Radar mapper declared dead

In a blow to scientists who monitor tiny movements of Earth’s surface caused by earthquakes, volcanoes, and glaciers, the European Space Agency said last week that Sentinel-1B, a radar mapping satellite, cannot be revived after a power supply malfunction caused it to go dark in December 2021. Investigators say a defective capacitor probably caused the fault. The loss of the satellite, launched in 2016, leaves the agency with a twin, Sentinel-1A, which was lofted into orbit two years earlier and is operating past its designed lifetime of 7 years. The duo had surveyed the globe, measuring surface changes as small as a few millimeters every 6 days as it orbited the planet.
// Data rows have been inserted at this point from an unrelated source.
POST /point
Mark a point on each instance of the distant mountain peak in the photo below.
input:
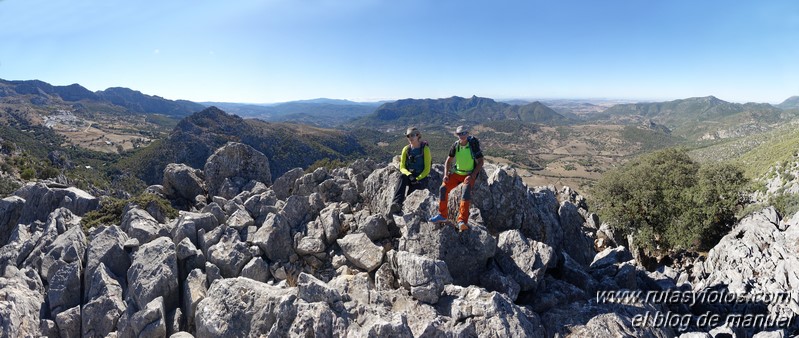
(790, 103)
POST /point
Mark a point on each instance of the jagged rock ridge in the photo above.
(316, 254)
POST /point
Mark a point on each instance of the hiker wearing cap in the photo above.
(468, 161)
(415, 163)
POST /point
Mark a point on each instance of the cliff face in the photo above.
(318, 254)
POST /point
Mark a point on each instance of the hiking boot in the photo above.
(438, 219)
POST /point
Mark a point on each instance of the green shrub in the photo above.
(668, 201)
(7, 186)
(786, 204)
(28, 174)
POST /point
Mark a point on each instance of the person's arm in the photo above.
(448, 162)
(428, 162)
(478, 164)
(447, 165)
(478, 159)
(403, 166)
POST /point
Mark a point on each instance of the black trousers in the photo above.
(405, 188)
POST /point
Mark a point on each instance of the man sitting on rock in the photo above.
(415, 163)
(468, 161)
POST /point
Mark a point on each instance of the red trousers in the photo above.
(443, 194)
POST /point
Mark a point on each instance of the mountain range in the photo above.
(790, 103)
(287, 145)
(699, 117)
(316, 112)
(40, 93)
Until the agency launches Sentinel-1C in 2023, the intervals between observations will drop to 12 days, hampering data collection and mapping efforts.

NUCLEAR POWER

Small reactor design wins OK

NuScale Power, a startup based in Portland, Oregon, came closer to bringing a small, modular nuclear reactor to market when the U.S. Nuclear Regulatory Commission last week certified its design. NuScale says it would be safer, more versatile, and more economical than larger conventional reactors. The company has a deal with an electricity supplier, the Utah Associated Municipal Power Systems (UAMPS), to build a power plant comprising six of the factory-built reactors at Idaho National Laboratory. NuScale isn’t done with NRC reviews, however. The regulator certified the new reactor to produce 50 megawatts of electrical power—about 5% of the capacity of a typical power reactor—but the UAMPS plan now calls for running each of the six at a more cost-efficient 77 megawatts. That 54% “uprate” in power will require further NRC review before the Idaho plant can be licensed for operations. Other countries are also developing small reactor designs.